Chipotle Announces Intention To Split Stock Following Massive Growth

Chipotle Mexican Grill, Inc. (CMG), on March 19, announced that its Board of Directors will seek shareholder approval for a 50-for-1 stock split at its annual shareholder meeting on June 6. If the resolution is approved, each shareholder holding one Chipotle share as of June 18, 2024, will receive 49 additional shares, which will be distributed on June 25, 2024. The company’s share price has increased more than 330% in the last five years and crossed the $3,000 mark for the first time yesterday. These steady gains have made it a less appealing pick for retail investors, and the announced stock split will generate more interest in its stock price, given that the stock will be substantially cheaper to access following the split. 

Is Chipotle's Current Level of Growth Sustainable?

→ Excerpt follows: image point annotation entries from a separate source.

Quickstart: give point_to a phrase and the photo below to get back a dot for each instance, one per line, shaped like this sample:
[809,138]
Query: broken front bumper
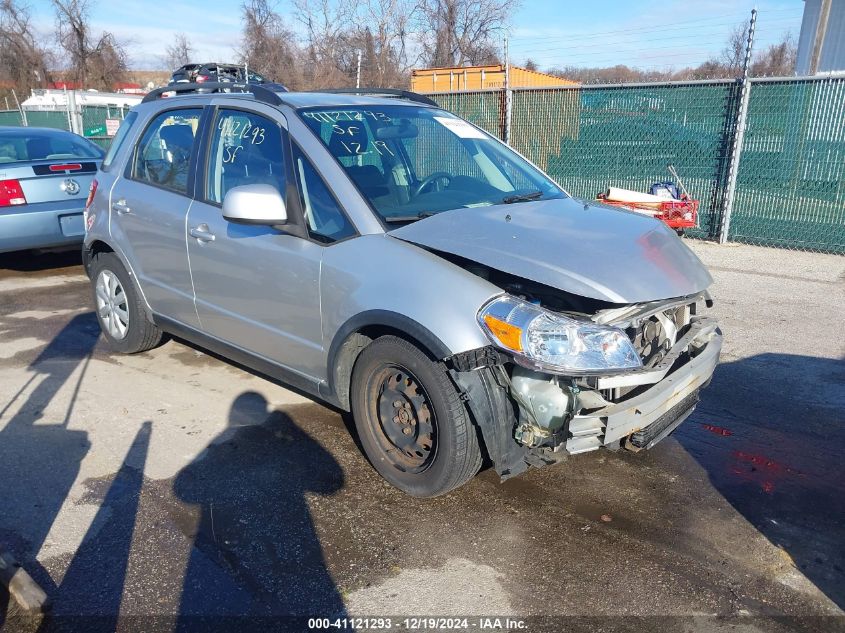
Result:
[653,414]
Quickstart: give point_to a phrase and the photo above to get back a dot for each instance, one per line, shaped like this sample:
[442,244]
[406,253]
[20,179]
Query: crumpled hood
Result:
[585,249]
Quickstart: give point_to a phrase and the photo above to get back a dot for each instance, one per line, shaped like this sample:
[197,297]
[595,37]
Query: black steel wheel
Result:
[407,426]
[410,419]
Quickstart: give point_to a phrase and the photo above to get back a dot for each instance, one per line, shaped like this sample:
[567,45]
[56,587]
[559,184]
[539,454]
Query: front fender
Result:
[388,279]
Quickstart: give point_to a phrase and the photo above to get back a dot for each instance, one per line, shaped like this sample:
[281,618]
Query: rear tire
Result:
[415,430]
[118,306]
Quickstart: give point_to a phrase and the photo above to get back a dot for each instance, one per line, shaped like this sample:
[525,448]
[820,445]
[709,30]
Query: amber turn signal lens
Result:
[509,335]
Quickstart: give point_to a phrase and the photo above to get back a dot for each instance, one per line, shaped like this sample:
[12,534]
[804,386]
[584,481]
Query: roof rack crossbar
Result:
[385,92]
[260,92]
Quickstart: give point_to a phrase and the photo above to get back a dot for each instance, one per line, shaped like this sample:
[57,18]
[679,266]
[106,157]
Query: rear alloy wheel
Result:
[411,421]
[111,305]
[120,312]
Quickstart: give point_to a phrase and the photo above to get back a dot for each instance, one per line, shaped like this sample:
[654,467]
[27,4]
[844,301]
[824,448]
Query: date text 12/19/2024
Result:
[421,623]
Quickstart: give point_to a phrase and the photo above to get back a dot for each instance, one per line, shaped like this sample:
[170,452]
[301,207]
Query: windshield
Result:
[25,145]
[410,162]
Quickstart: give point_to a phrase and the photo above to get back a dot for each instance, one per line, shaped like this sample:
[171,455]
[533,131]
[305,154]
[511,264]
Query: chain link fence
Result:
[791,180]
[90,121]
[790,189]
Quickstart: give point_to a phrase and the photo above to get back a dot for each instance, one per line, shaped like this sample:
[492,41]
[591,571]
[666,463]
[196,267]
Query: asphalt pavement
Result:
[174,487]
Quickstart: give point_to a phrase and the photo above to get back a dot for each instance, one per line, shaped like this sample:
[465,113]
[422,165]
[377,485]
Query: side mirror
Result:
[255,204]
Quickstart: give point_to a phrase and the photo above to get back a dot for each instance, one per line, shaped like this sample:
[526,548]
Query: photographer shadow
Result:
[249,487]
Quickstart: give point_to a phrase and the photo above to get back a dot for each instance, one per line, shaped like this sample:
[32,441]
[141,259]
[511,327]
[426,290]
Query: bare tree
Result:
[94,62]
[268,46]
[24,61]
[778,60]
[179,52]
[383,41]
[460,32]
[733,55]
[330,48]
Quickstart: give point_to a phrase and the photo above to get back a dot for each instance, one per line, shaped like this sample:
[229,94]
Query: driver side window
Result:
[164,154]
[245,149]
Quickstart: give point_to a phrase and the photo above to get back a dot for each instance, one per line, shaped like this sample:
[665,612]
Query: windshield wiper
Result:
[408,218]
[522,197]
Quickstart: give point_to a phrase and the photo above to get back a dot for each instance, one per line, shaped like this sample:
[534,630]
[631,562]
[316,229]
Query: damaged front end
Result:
[632,374]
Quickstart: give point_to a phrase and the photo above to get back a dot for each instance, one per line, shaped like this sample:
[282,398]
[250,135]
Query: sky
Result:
[649,34]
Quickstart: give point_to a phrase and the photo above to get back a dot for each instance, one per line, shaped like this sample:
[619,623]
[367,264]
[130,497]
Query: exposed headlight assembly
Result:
[540,339]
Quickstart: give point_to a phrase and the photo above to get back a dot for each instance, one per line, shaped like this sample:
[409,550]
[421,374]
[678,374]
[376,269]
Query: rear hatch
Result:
[64,180]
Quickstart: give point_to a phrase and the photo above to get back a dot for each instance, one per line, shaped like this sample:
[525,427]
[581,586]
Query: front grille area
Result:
[643,437]
[650,337]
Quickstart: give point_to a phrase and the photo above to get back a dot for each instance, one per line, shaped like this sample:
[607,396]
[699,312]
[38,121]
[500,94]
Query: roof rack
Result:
[384,92]
[262,92]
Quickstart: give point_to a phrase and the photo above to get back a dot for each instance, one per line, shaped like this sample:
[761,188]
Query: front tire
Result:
[118,306]
[414,428]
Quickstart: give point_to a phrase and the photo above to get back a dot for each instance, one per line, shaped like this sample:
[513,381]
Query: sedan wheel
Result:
[120,310]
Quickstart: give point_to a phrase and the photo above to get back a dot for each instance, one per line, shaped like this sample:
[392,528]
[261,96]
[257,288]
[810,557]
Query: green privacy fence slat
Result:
[592,138]
[791,178]
[46,118]
[486,109]
[10,117]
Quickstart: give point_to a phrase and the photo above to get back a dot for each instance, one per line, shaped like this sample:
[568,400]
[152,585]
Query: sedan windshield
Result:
[22,145]
[411,162]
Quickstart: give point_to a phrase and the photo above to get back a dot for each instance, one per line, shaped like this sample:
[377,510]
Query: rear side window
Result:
[246,149]
[26,146]
[163,157]
[119,138]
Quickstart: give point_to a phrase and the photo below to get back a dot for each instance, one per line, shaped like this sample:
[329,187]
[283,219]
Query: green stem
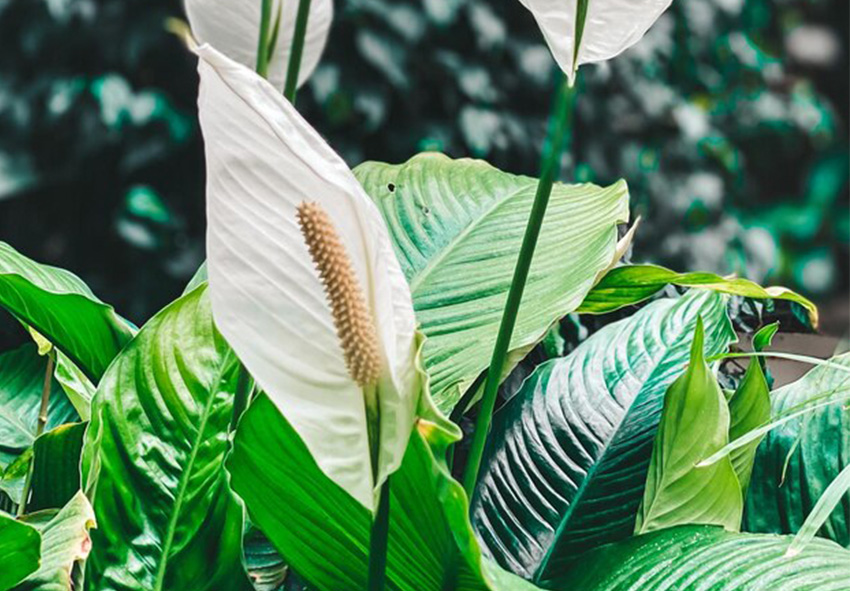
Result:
[263,42]
[378,540]
[241,397]
[39,429]
[560,124]
[297,50]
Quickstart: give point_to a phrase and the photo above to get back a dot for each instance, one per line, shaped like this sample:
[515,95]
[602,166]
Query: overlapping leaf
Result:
[154,460]
[568,457]
[704,558]
[63,309]
[457,225]
[799,459]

Chipotle has been growing in leaps and bounds since the pandemic, with the company reporting double-digit YoY revenue growth in each of the last 12 quarters. This growth has come on the back of the growing popularity of its reasonably priced burritos. According to TD Cowen Analyst Andrew Charles, customers still view Chipotle’s products as better value for money compared to other fast food chains, which has been a leading contributor to growth amid inflationary pressures.

To accelerate growth, Chipotle has been aggressively investing in improving its digital capabilities, mobile ordering, and drive-thru facilities. The company's unique drive-thru experience, Chipotlanes, has fueled the company’s growth in recent times and is expected to be a growth driver in the foreseeable future. The company’s loyalty program, which now has more than 38 million members, is also proving to be a growth driver.

Despite macro pressures, Chipotle seems well-positioned to double-digit growth in the next few years.

Better To Dive In Prior To Split?

In theory, a stock split does not impact the valuation of a company. However, from a market performance perspective, Chipotle stock will become more appealing at a lower price point, especially to retail investors. Renewed retail investor enthusiasm may push Chipotle stock price higher in the post-split era, which makes investing in the company before the split a rational decision from a strategic perspective. Investors, however, will have to be wary of the premium valuations at which Chipotle is trading today. The company is currently valued at a forward non-GAAP P/E of 54 compared to just 23 for McDonald’s Corporation (MCD), which suggests years of future growth is already baked into Chipotle’s market value today.